These days, there are numerous ways gamers can use their beloved hobby as a means of benefiting society. Charity events, such as the recently completed Corona Relief Done Quick, have raised millions of dollars in the aid of medical and humanitarian organizations. That said, I don't think I've seen the potential for a more direct impact than the new "Borderlands Science" minigame in Borderlands 3.
The minigame, which can be found in a corner of Doctor Tannis' infirmary, is something of an arcade puzzler wherein the player maps out rows of tiles to the best of their ability. What's going on behind the scenes, though, is that the results of these sessions help researchers map out and catalogue the human gut biome. On top of that, participating players will earn in-game currency that they can then spend on character boosting items. The whole operation is laid out in more detail in the video below:
2K Games has also provided a synopsis of "Borderlands Science" for anyone wanting more information on how their gameplay is actually helping researchers.
Borderlands Science is an interactive game within the critically acclaimed Borderlands 3 that invites players to map the human gut microbiome to advance vital medical studies while earning in-game rewards.
This major initiative is the result of international partnerships with researchers and scientists at McGill University, Massively Multiplayer Online Science (MMOS), and The Microsetta Initiative at UC San Diego School of Medicine. Emmy-nominated Big Bang Theory star and scientist Dr. Mayim Bialik lent her voice to the project, helping guide players on their journey.
Trillions of microbes inhabit the human body—some of which may be associated with conditions like inflammatory bowel disease, diabetes, autism, Parkinson’s, Alzheimer’s, cancer, obesity, allergies, and more. Mapping these microbes will help scientists better understand them and provide an important foundation for future microbiome studies that may lead to more sensitive diagnostics and personalized treatments. However, because of the number of microbes, computers struggle to relate them, which makes mapping the gut nearly impossible.
This is where Borderlands Science, a mini-video game within Borderlands 3, comes in. Leveraging the massive breadth of the video gaming community, the project crowdsources players’ skills and applies them to mapping the human gut biome, saving medical researchers hundreds of thousands of hours in training computers to do the same.
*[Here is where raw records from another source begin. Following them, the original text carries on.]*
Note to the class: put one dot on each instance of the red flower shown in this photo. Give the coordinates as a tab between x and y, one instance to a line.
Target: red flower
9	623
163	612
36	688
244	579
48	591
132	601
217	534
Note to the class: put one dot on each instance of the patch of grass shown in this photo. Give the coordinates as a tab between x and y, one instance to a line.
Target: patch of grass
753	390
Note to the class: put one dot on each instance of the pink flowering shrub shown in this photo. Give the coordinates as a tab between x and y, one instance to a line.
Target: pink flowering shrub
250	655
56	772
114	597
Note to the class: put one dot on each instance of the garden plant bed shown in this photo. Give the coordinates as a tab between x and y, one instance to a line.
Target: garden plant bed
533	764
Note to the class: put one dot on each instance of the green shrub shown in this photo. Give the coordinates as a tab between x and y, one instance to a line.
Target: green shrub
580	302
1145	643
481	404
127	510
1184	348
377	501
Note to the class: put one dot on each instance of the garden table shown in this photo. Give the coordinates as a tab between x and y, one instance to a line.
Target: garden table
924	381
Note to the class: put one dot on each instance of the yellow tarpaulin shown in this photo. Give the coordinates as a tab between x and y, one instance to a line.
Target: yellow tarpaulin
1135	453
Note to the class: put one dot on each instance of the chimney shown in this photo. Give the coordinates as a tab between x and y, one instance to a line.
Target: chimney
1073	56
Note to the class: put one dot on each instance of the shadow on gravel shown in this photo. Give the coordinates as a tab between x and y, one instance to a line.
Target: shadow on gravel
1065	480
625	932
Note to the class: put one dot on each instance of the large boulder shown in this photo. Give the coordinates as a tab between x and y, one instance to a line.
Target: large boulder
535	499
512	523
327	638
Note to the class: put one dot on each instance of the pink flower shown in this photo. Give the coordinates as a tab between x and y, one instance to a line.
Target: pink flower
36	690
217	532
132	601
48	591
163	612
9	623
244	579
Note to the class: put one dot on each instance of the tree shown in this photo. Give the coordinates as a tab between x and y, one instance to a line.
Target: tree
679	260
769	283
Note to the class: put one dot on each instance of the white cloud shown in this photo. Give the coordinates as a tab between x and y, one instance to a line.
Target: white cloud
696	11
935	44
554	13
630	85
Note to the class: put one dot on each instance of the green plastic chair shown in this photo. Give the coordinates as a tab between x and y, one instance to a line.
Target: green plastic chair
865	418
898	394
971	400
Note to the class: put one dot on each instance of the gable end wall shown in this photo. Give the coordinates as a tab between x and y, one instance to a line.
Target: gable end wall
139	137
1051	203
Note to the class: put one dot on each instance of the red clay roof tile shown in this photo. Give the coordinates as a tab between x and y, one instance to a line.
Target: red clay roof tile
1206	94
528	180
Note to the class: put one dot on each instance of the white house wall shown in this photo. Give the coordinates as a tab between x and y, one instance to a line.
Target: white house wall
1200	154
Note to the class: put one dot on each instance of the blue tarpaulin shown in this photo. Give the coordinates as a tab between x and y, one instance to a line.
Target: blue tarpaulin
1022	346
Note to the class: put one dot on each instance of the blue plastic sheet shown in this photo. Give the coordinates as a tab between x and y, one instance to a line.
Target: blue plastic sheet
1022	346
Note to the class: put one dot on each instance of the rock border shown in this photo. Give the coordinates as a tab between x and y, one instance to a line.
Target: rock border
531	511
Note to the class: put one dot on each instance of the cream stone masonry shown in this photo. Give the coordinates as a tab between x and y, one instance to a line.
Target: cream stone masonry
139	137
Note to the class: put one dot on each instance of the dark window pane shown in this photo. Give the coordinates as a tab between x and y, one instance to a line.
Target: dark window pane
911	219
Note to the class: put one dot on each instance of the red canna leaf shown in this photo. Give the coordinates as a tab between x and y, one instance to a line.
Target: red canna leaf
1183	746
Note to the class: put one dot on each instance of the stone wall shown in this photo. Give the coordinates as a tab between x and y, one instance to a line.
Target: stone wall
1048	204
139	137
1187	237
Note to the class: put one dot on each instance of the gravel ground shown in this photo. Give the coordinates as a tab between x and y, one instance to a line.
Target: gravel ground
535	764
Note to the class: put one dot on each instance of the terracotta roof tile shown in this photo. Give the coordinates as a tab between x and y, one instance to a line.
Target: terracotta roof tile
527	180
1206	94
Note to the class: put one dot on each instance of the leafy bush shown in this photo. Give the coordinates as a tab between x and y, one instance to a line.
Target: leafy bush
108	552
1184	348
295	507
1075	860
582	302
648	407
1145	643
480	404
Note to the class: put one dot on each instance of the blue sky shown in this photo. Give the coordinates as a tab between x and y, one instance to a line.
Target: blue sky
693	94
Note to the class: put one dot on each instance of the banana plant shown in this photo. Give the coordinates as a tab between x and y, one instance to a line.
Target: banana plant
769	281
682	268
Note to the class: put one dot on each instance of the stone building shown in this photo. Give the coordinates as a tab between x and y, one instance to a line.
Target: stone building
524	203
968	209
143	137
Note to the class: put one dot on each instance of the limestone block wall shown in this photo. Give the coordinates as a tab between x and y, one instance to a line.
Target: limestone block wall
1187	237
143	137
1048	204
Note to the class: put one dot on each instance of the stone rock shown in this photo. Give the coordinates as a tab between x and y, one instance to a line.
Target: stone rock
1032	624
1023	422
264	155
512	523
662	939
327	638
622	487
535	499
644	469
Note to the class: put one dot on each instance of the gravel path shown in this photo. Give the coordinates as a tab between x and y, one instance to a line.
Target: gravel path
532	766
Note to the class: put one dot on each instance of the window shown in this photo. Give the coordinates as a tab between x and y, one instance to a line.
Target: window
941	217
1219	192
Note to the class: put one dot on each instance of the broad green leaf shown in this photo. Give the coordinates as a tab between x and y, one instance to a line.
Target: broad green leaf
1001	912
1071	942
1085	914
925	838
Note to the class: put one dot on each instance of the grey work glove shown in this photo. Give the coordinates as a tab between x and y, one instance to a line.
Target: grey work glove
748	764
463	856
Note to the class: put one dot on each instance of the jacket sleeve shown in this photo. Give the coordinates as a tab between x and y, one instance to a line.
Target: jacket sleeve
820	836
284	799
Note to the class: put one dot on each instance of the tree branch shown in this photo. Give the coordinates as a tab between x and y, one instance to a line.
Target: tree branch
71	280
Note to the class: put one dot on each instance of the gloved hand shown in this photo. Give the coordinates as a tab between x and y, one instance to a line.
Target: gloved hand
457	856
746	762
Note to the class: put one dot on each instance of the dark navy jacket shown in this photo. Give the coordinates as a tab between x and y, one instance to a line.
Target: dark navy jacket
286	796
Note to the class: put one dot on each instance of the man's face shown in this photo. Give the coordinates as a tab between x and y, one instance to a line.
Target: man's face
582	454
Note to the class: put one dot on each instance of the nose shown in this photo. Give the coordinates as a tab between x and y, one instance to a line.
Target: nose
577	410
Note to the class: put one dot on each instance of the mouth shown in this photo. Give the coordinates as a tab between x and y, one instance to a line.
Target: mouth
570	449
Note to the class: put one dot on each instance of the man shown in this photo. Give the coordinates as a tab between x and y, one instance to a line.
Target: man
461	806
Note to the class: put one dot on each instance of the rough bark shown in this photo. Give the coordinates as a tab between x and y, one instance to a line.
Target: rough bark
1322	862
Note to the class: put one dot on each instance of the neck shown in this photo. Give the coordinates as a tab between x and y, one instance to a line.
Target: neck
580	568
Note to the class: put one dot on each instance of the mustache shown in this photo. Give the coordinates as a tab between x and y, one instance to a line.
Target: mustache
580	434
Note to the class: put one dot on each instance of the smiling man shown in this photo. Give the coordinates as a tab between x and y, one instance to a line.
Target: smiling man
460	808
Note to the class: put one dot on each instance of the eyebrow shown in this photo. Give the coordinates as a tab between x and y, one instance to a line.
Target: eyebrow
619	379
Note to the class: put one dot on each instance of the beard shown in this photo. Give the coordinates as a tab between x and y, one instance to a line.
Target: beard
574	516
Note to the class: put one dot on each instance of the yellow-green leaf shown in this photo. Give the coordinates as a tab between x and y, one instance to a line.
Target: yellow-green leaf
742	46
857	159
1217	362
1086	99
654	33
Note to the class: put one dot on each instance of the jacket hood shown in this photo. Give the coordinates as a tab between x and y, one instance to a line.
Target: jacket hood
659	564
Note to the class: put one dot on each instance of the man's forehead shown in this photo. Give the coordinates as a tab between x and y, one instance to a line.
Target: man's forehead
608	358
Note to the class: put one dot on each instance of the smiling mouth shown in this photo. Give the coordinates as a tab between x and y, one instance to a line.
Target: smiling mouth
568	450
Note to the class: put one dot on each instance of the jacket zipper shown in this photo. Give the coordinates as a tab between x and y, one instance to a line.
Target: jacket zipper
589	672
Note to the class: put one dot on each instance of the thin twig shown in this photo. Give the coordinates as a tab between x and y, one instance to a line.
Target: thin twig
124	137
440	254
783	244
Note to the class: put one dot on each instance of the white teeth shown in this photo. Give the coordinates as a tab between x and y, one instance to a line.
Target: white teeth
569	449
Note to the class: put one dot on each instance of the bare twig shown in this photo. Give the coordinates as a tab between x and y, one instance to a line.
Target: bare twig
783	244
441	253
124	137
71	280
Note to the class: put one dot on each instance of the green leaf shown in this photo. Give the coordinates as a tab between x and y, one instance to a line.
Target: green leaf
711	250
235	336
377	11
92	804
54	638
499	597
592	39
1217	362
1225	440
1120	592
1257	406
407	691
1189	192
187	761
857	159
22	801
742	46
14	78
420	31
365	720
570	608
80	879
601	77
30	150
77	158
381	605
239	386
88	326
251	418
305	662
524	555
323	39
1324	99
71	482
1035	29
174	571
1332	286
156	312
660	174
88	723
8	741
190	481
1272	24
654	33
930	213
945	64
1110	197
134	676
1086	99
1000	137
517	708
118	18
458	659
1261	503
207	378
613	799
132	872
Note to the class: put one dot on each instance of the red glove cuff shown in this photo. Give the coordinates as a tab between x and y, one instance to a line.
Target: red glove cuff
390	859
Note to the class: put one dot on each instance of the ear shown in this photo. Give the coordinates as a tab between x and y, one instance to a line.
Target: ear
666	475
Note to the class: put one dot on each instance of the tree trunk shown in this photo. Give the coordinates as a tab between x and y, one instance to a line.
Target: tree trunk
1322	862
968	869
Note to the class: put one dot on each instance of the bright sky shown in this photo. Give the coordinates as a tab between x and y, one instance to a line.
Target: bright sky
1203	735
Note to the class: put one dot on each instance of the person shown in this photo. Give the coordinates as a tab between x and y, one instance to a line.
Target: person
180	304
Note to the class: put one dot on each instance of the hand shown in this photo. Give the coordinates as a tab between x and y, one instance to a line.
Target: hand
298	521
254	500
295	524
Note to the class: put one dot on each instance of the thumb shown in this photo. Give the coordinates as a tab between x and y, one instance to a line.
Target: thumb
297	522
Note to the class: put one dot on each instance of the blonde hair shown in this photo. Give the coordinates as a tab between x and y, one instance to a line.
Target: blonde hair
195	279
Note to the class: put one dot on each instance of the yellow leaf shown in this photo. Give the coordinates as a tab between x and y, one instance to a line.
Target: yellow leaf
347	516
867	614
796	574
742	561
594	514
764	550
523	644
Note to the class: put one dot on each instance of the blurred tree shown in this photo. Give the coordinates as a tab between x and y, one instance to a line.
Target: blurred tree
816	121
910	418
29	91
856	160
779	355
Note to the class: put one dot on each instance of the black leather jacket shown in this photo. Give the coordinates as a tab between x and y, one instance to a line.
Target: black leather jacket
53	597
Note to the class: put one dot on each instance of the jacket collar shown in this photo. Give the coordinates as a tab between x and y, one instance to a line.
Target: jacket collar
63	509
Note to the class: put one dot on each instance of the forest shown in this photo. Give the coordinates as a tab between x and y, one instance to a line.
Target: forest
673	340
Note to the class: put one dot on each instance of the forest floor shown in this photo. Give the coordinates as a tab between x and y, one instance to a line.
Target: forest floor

Borderlands Science encodes the DNA of each gut microbe as a string of bricks of four different shapes and colors. Players connect those colored shapes to help scientists estimate the similarity between each microbe. The more puzzles players solve, the more they help decode the human gut microbiome, all while earning rewards that can be used in Borderlands 3.
Next time you’re aboard Sanctuary III in Borderlands 3, keep an eye out for the newly installed Borderlands Science arcade game in the corner of Doctor Tannis’ infirmary.
What's not to love? If you're wanting to help out and don't yet have a copy of Borderlands 3, it's available on PlayStation 4, Xbox One, and PC. We played and reviewed its four player online co-op, finding it to be an incredibly satisfying experience.